Which does the evidence suggests occurs after a tax cut? We're pretty sure tax cuts have the first type of effect of attenuating cycles, but the evidence that tax cuts affect the underlying growth rate is much more tenuous. And when you go further and ask if growth changes enough to pay for the tax cuts, the evidence is even thinner.
Anyone who says based upon a few months of data that they know which of the two scenarios is unfolding, an attenuation of cycles or a change in growth, is not telling you a straight story. Just because growth is higher and tax collections go up does not mean the second story is true. We don't know yet, and we won't know until a lot more data are available. Historically, there is reason to favor the first scenario - typically the effects are through deficit spending and the attenuation of cycles, not a change in the underlying trend rate of growth, but it is a possibility so it cannot be ruled out as implausible, and the two effects are not necessarily mutually exclusive.

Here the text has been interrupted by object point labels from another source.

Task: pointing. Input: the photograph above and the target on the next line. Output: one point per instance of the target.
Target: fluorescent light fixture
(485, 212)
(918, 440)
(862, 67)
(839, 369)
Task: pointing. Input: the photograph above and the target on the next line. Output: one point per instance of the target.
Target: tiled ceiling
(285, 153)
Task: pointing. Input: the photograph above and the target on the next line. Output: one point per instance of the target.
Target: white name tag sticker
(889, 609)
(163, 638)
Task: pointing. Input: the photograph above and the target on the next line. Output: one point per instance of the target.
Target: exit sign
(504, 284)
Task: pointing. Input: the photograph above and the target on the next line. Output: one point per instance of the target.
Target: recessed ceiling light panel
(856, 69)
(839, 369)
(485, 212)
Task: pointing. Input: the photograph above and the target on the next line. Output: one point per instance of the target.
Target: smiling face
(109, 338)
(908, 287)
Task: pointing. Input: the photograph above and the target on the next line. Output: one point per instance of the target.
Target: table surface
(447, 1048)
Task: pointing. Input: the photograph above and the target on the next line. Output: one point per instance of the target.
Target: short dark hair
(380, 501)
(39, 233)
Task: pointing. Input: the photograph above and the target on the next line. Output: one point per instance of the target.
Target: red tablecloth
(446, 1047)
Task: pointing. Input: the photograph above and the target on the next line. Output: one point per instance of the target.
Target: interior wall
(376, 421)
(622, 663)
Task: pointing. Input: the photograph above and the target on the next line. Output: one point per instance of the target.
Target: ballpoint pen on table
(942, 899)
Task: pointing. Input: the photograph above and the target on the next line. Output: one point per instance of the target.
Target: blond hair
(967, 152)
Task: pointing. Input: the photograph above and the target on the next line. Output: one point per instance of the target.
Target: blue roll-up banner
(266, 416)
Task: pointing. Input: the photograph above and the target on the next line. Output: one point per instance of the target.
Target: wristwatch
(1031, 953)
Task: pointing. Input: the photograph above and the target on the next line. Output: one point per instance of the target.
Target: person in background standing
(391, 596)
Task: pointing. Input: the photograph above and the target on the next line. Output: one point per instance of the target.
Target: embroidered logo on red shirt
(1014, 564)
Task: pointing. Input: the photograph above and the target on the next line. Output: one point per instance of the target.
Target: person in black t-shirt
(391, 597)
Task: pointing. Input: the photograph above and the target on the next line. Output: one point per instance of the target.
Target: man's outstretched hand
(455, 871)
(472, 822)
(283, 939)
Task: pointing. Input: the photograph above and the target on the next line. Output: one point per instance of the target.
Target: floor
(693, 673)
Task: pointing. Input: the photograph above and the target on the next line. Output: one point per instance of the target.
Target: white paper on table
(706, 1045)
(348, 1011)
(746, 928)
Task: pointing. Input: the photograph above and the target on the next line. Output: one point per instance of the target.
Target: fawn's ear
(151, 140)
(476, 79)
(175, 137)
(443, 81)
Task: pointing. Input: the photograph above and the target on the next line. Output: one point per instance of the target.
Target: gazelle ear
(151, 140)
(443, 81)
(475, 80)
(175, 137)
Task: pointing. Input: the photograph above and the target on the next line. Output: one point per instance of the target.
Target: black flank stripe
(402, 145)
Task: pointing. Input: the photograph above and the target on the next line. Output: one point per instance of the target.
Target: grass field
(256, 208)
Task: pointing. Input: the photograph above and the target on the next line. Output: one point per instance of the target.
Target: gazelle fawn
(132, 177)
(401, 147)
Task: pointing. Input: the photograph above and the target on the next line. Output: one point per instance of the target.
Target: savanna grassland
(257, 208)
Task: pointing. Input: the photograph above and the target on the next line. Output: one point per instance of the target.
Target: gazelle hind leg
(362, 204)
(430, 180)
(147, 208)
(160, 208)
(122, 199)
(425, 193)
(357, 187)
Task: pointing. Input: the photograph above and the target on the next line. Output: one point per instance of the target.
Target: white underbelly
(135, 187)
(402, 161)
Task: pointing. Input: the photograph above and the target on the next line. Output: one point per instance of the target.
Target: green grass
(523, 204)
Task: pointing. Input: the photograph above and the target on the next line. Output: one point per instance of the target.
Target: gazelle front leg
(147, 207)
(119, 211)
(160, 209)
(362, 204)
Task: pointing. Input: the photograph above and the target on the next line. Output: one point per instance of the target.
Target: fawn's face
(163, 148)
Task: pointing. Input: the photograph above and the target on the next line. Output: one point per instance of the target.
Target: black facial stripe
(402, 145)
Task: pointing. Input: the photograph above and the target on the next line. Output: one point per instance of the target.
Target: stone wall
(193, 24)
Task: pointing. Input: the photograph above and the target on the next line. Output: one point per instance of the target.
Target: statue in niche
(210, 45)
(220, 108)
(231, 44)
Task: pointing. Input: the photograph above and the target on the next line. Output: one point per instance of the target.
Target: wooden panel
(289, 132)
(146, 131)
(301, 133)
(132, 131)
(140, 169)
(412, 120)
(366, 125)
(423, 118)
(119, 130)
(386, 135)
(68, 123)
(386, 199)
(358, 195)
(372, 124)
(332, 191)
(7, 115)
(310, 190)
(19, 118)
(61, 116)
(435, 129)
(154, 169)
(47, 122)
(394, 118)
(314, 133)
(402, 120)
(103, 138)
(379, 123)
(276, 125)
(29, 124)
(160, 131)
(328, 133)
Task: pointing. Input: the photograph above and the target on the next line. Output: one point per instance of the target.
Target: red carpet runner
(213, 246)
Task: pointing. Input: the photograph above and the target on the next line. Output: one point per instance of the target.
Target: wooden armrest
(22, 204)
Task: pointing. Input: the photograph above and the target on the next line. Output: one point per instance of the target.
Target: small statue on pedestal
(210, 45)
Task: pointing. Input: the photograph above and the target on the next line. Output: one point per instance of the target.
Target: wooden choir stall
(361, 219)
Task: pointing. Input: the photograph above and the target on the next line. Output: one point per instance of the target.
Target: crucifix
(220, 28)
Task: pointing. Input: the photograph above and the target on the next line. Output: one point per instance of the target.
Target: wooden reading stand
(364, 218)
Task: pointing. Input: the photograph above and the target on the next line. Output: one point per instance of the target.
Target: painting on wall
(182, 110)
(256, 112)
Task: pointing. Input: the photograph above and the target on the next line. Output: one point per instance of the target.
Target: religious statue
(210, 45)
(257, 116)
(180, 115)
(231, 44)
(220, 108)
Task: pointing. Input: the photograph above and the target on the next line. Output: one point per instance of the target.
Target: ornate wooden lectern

If you remain unconvinced, think of it this way. Suppose the last month or two, or even the last few years, have been warmer than normal. Is this a change in the trend temperature (T*), i.e. is it global warming? Or is it just abnormally warm for other reasons, just a cycle producing higher than normal temperatures? There's really no way to tell - it takes a long series of temperatures to sort it out. The effects of tax cuts are no different. But what we do know from the data we have favors the first scenario.